Almaty, Kazakhstan’s largest city and former capital, was back online on Monday. The city which saw widespread protests against an LPG hike since January 1 was offline since Wednesday. According to an AFP report, foreign news websites and local websites were accessible on Monday morning.
The report also highlighted that public transport was back in the city of Almaty, displaying signs that the city which is home to 1.8 million people is returning to normalcy. Businesses, however, are reeling from losses which were due to widespread looting as well as vandalism as protesters marched on to the streets.
The Collective Security Treaty Organisation (CSTO), a Moscow-led regional military bloc, which following Kazakhstan president Kassym-Jomart Tokayev’s appeal, dispatched thousands of troops to quell the protests will hold an online meeting later on Monday. Russia confirmed that president Vladimir Putin will also attend the meeting. Among Kazakhstan’s major cities, capital Nur-Sultan, named after Nursultan Nazarbayev, the country’s former strongman ruler, was among those which saw comparatively less unrest.
Here are the top developments from Kazakhstan:
- The Kazakhstan government retracted its earlier statement where it said that 164 people died due to the unrest. The authorities said that the statement was retracted due to a ‘technical error’.
- The government blamed the international media for creating a false impression that the resource-rich nation was targeting its own people. “Our security forces have been engaging with violent mobs who were committing brazen acts of terror,” the Kazakhstan government said in a statement.
- Kazakh authorities said that at least 5,800 people have been detained for questioning. The interior ministry said that property damage due to the unrest stood close to $199 million.
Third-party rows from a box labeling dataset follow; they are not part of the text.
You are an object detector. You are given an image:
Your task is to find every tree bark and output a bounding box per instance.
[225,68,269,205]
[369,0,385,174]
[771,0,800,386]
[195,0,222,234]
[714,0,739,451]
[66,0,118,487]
- Nazarbayev’s successor Tokayev received support from the strongman as he called on citizens to ‘rally around’ Tokayev. Tokayev also told local media that he is running the government and making his own decision instead of ‘running to consultants’, responding to Kazakh protester’s notion that Nazarbayev still has a firm control on how the nation is being run.
- The US warned Tokayev against allowing Russian troops on Kazakhstan’s soil. “Once Russians are in your house, it’s sometimes very difficult to get them to leave,” US secretary of state Blinken warned last week.